Code Monkey home page Code Monkey logo

azure-machine-learning-pipeline-observability-sample's Introduction

page_type languages products
sample
python
azure-machine-learning
azure-event-grid
azure-functions

Master lint and test

Azure Machine Learning(AML) Pipeline Run Observability

Here is the approach which we can use to record metrics about an Azure Machine Learning Pipeline Run. We will be using an event driven approach as Azure Machine Learning has a well defined integration with Azure Event Grid for machine learning events.

Overview

Architecture Overview

  • As shown in the above image Azure Machine Learning is an event source and Azure Function is an event sink here. All of these Machine learning events will be published & consumed via Azure Event Grid. Inside Azure Function we can record this pipeline run metrics to Azure Application Insights or to any other data/metric store of your choice.

  • For every Azure Machine Learning pipeline run it will publish an event on Azure Event Grid.

  • Event Grid event schema is defined here.

How To Publish ML Events to Event Grid

  • To setup Event Grid integration using Azure portal please follow given instructions here.

  • To setup Event Grid integration using Azure Cli please follow given instructions here.

  • Azure Machine Learning provides events in the various points of machine learning lifecycle. See them here.

  • You can also filter these events. See here

About Azure Function

  • Azure Function plays an important role here as Azure Event Grid has a native integration with Azure Function so this Azure Function will be triggered automatically as soon as we will be receiving an AML pipeline run event. Inside this Azure Function code we are using Azure ML SDK to get further details about a particular Machine learning run based on runId. This runId we get in the body of incoming event json.

  • A sample Azure Function with this functionality is here.

  • Once we have the required metrics we can store them in Azure Application Insights or somewhere else for further analysis.

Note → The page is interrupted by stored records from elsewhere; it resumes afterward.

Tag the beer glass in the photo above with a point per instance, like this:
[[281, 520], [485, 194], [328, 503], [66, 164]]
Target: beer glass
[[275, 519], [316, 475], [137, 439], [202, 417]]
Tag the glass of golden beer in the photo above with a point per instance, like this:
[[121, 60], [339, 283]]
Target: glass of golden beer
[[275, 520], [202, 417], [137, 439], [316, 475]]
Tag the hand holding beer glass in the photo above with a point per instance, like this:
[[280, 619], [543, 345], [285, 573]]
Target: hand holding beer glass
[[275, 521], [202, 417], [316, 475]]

Few Examples for Event Grid event data & Metrics

  • Here is an example of an incoming event data for an Azure Machine Learning Pipeline Run status Completed.
{
	"id": "9168ed-fb6f-5514-a60e-bb503a04",
	"data": {
		"runStatus": "Completed",
		"experimentId": "eea3758a-4a75-42a7-b215-32739323a0a7",
		"experimentName": "experimentName",
		"runId": "129a171f-bc8d-4e0a-bd51-8fa2e8b94b35",
		"runType": "azureml.PipelineRun",
		"runTags": {
			"azureml.Designer": "true",
			"azureml.pipelineComponent": "pipelinerun"
		},
		"runProperties": {
			"azureml.runsource": "azureml.PipelineRun",
			"runSource": "Designer",
			"runType": "HTTP",
			"azureml.parameters": "{}"
		}
	},
	"topic": "/subscriptions/38e0c6f9-393e-413e-9d17-6e95dc2b5a5b/resourceGroups/sample/providers/Microsoft.MachineLearningServices/workspaces/sample-ws",
	"subject": "experiments/eea3758a-4a75-42a7-b215-32739323a0a7/runs/129a171f-bc8d-4e0a-bd51-8fa2e8b94b35",
	"event_type": "Microsoft.MachineLearningServices.RunStatusChanged"
}
  • Here is an example of an incoming event data for an Azure Machine Learning Pipeline Step Run status Completed.
{
	"id": "8d2173-908c8-5785-9sa1d-da3922c2",
	"data": {
		"runStatus": "Completed",
		"experimentId": "eea3758a-4a75-42a7-b215-32739323a0a7",
		"experimentName": "experimentName",
		"runId": "9a9d8f51-1e44-4c23-b0a0-8246046eeb28",
		"runType": "azureml.StepRun",
		"runTags": {
			"azureml.pipeline": "775ff4ae-c312-4533-b8df-d04a1ec09246",
			"azureml.pipelinerunid": "096a41be-218d-4bdb-857d-be3222caa891",
			"azureml.nodeid": "254c70df"
		},
		"runProperties": {
			"azureml.runsource": "azureml.StepRun",
			"azureml.nodeid": "254c70df",
			"contentSnapshotId": "119c3ec1-9e46-46d2-8236-5f533e84a799",
			"stepType": "PythonScriptStep",
			"computeTargetType": "AmlCompute"
		}
	},
	"topic": "/subscriptions/38e0c6f9-393e-413e-9d17-6e95dc2b5a5b/resourceGroups/sample/providers/Microsoft.MachineLearningServices/workspaces/sample-ws",
	"subject": "experiments/eea3758a-4a75-42a7-b215-32739323a0a7/runs/9a9d8f51-1e44-4c23-b0a0-8246046eeb28",
	"event_type": "Microsoft.MachineLearningServices.RunStatusChanged"
}
  • As explained above in Azure Function section we can then use Azure ML SDK to fetch further details about this AML run and after merging these further details with event details here is an example of what overall observability metrics data will look like.
{
	"compute_target_type": "AmlCompute",
	"execution_time_ms": "111",
	"start_time_utc_ms": "1591557375869",
	"end_time_utc_ms": "1591557375980",
	"experimentName": "experimentName",
	"pipelinerunid": "096a41be-218d-4bdb-857d-be3222caa891",
	"docker_image": "mcr.microsoft.com/azureml/base:intelmpi2018.3-ubuntu16.04",
	"experimentId": "eea3758a-4a75-42a7-b215-32739323a0a",
	"resourceGroup": "sample",
	"subscriptions": "38e0c6f9-393e-413e-9d17-6e95dc2b5a5b",
	"amlWorkSpace": "sample-ws",
	"snapshot_id": "119c3ec1-9e46-46d2-8236-5f533e84a799",
	"step_type": "PythonScriptStep",
	"run_type": "azureml.StepRun",
	"node_id": "254c70df",
	"run_id": "9a9d8f51-1e44-4c23-b0a0-8246046eeb28",
	"target": "sample-compute",
	"script": "sampleStep.py",
	"status": "Completed"
}

Benefits of Event Driven Approach

  • Metrics recording is decoupled from Machine Learning code.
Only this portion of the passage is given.